Indiana Republican primaries became an early test of Donald Trump’s clout in state politics, and the results showed it still reaches deep into down-ballot races. In seven Indiana state Senate contests with Trump-endorsed challengers, at least four challengers won, NBC News projected that five incumbents ultimately lost, one race remained tight and one incumbent survived.
The outcome carried extra weight because it followed a bitter redistricting fight in Indiana, where Republican lawmakers rejected a Trump-backed map that would have created two additional GOP U.S. House seats. For Trump allies, the primaries looked like payback. For lawmakers who resisted the push, they became evidence that the president’s endorsement still carries real force inside the Republican Party even in state-level contests.

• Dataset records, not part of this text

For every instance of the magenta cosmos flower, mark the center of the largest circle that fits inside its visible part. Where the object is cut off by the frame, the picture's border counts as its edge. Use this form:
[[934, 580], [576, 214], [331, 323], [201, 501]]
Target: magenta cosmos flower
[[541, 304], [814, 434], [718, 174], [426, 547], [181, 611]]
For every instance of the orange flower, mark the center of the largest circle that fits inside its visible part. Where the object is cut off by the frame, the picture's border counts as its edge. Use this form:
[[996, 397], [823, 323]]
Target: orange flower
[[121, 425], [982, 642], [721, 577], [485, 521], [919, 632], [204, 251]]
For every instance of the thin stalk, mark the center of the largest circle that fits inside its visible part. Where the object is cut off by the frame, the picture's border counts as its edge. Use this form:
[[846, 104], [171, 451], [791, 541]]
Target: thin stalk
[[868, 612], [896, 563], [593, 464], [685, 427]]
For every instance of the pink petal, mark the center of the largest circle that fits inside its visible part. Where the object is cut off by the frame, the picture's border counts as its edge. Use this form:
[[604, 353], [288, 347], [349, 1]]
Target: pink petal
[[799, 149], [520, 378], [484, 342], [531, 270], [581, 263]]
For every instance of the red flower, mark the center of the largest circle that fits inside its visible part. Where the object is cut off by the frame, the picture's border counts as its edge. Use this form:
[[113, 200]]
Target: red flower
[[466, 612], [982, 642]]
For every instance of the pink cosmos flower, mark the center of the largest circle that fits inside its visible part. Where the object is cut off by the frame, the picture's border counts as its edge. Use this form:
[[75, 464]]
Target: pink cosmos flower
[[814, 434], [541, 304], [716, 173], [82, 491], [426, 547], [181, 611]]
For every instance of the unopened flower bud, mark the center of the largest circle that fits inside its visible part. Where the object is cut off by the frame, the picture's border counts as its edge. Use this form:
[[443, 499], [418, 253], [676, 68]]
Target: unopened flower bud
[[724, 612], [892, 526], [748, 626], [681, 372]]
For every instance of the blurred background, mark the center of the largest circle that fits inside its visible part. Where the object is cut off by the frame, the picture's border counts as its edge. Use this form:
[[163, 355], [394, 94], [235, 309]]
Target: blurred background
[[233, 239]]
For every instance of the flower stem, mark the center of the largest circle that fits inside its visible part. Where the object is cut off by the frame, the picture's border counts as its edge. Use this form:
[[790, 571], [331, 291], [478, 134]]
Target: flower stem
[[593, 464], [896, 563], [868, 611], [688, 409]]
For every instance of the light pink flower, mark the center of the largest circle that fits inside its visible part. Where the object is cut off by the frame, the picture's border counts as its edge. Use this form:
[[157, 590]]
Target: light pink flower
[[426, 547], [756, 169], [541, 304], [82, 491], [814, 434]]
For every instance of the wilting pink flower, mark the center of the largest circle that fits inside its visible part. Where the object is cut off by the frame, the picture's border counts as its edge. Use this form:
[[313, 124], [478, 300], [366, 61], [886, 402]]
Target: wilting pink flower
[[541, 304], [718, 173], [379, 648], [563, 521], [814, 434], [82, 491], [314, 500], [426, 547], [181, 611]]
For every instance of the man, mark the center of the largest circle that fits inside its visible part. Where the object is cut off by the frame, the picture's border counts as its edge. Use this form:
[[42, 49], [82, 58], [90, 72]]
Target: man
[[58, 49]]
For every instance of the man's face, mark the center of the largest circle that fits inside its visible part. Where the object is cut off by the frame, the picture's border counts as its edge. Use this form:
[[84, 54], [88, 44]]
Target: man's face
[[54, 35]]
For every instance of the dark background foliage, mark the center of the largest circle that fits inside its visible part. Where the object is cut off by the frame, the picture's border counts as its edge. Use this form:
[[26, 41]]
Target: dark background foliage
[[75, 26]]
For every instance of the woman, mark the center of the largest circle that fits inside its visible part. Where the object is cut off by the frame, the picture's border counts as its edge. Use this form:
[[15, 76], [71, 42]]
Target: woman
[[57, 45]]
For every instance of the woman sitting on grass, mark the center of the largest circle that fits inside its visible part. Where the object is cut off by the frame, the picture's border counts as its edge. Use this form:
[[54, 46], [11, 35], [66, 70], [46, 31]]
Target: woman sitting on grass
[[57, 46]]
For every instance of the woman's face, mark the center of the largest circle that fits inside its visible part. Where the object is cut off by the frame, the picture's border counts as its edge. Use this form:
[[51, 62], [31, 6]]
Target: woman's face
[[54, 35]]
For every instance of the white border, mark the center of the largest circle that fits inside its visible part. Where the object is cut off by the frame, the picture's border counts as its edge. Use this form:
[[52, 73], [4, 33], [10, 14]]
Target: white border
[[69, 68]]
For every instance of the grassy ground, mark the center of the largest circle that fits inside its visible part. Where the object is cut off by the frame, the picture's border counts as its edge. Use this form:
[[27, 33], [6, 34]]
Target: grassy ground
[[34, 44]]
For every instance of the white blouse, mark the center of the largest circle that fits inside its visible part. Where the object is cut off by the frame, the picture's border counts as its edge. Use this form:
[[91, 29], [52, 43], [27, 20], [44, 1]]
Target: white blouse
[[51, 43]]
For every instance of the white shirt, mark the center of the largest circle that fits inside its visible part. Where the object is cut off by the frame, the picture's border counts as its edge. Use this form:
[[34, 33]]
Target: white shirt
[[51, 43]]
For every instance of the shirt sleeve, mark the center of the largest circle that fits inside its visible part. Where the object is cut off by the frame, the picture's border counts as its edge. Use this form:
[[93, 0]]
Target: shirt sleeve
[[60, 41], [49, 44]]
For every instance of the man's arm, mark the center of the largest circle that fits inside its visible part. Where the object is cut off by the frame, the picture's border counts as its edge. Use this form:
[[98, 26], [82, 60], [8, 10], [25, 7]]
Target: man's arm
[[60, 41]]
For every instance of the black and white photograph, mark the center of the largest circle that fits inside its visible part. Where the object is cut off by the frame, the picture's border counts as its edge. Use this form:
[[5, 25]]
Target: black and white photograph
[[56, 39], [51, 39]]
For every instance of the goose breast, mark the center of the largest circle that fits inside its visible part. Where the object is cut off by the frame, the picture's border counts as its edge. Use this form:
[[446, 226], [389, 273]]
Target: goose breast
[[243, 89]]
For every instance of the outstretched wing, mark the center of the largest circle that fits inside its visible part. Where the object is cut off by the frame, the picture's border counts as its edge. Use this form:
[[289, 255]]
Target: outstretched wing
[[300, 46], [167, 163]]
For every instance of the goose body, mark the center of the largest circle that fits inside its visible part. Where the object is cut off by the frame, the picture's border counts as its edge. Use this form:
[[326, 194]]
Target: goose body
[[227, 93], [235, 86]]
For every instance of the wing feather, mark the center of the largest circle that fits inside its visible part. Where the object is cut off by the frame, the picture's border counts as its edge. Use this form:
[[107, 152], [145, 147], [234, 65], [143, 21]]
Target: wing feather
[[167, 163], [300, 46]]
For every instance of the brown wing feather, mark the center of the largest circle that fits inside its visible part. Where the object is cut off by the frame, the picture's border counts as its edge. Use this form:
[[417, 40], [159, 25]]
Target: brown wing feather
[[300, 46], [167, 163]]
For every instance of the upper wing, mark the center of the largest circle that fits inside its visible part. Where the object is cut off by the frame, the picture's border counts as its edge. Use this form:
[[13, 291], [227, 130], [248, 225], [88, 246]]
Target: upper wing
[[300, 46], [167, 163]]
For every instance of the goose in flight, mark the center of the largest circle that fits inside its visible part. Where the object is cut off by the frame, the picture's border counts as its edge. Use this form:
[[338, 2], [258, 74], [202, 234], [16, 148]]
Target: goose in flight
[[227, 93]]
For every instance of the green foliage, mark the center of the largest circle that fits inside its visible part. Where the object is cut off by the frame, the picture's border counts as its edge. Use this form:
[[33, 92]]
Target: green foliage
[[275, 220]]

The money made the stakes plain. Roughly $12 million was spent on advertising across the seven races, much of it from Trump-allied outside groups targeting incumbents. That level of spending turned a set of legislative primaries into a proxy fight over control of the Indiana Republican state Senate and over who gets to shape the party’s path into the next redistricting cycle.
The broader implication reaches beyond Indiana. State legislators help decide election rules, congressional maps and the balance of power heading into 2026. In a mid-decade battle that came before the next midterm campaign, the primaries showed how much leverage Trump still holds when he chooses to intervene in local races, and how quickly that leverage can reshape state politics with national consequences.
The results also underscored a simple political reality: down-ballot elections can carry consequences far beyond the statehouse. When a president’s endorsement helps topple incumbents after a fight over map drawing, it changes not only the composition of a legislature but also the machinery that will govern the next election map.